Step 4: Find the Function That Makes the Call
curl -s '...index-HASH.js' \ | sed 's/;/;\n/g' \ | grep 'YOUR_RESOURCE_NAME'
Breaking on semicolons turns minified code into readable lines. Reveals HTTP method, param names, construction pattern.
Step 5: Extract Parameter Names
curl -s '...index-HASH.js' \ | sed 's/,/,\n/g' \ | grep -iE 'append|param|query'
CIRIS revealed: lastName (required), firstName, ageMin, ageMax, commitmentCounties, $limit, $skip, $sort[field]
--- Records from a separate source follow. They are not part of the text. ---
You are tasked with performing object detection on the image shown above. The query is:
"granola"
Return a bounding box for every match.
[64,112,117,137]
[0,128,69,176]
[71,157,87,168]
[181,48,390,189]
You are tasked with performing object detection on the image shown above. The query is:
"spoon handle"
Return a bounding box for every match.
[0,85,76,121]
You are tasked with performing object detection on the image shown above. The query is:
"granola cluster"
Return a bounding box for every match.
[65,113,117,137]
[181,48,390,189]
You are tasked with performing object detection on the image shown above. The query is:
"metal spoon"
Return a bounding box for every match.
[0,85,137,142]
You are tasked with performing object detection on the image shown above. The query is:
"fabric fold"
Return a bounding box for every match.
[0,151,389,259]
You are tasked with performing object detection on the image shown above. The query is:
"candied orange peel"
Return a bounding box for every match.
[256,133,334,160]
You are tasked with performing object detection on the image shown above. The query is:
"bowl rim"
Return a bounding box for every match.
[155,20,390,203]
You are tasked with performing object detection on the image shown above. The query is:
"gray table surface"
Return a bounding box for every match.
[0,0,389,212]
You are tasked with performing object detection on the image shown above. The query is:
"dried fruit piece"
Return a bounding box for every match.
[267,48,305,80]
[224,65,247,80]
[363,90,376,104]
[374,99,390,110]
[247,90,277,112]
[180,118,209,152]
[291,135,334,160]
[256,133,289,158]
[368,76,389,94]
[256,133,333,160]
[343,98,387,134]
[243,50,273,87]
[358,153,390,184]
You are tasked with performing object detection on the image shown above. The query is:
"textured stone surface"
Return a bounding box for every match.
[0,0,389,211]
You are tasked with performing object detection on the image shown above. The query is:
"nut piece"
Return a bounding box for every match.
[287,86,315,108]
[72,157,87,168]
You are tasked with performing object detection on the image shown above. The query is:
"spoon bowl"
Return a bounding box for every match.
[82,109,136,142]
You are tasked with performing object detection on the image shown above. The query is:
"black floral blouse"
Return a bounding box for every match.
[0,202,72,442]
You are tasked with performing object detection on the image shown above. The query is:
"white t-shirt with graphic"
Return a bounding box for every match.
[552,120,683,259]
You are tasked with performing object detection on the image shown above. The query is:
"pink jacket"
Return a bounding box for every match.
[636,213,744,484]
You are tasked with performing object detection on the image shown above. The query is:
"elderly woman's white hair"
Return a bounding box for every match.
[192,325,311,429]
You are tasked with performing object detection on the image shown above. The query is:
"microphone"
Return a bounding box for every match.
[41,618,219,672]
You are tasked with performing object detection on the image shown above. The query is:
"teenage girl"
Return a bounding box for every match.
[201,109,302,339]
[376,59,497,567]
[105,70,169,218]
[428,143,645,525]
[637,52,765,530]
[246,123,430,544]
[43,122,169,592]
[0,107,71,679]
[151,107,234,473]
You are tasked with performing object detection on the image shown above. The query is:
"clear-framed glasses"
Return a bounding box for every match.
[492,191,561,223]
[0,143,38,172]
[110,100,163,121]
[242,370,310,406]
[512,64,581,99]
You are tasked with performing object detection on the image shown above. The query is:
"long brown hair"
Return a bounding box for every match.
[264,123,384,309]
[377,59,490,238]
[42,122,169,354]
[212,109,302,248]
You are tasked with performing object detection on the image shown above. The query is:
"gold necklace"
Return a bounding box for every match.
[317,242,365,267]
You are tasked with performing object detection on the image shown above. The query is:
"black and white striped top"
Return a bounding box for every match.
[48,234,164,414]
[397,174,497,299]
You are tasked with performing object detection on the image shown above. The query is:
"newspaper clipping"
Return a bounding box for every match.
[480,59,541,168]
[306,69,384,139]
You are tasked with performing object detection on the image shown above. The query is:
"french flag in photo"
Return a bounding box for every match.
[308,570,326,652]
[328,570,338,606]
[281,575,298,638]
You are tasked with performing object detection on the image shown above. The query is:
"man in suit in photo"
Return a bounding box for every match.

Step 6: Identify the Framework from Error Responses
curl -s 'https://target/api/v1/wrong' \
-H 'Accept: application/json'
{"name":"NotFound","className":"not-found","code":404}
That error shape = Feathers.js.
| ERROR SHAPE | FRAMEWORK |
|---|---|
| className, code, name | Feathers.js |
| $limit, $skip, $sort | Feathers.js |
| /api/v2/ + filter[field] | JSON:API (Rails) |
| GraphQL POST body | Apollo / GraphQL |
| _page, _limit | json-server |
| offset, limit | Django REST / FastAPI |
| pageToken / nextPageToken | Google-style APIs |
Step 7: Make the Call
curl -s 'https://ciris.mt.cdcr.ca.gov/api/ciris/v1/ incarceratedpersons?lastName=Smith &%24limit=25&%24sort%5BfullName%5D=1' \ -H 'Accept: application/json' \ | python3 -m json.tool
Step 8: Parse Results
curl -s 'FULL_URL' -H 'Accept: application/json' \
| python3 -c "
import json, sys
data = json.load(sys.stdin)
print(f'Total: {data[\"total\"]}')
for p in data.get('data', []):
print(f' {p[\"fullName\"]} | {p[\"age\"]}')"
Tips
URL-encode special chars: $ → %24 [ → %5B ] → %5D
Try singular AND plural resource names.
Try lowercase — JS says incarceratedPerson, endpoint is incarceratedpersons.
Check for auth: 401/403 means look in JS for token handling.
Pagination: check total vs returned count — there may be more pages.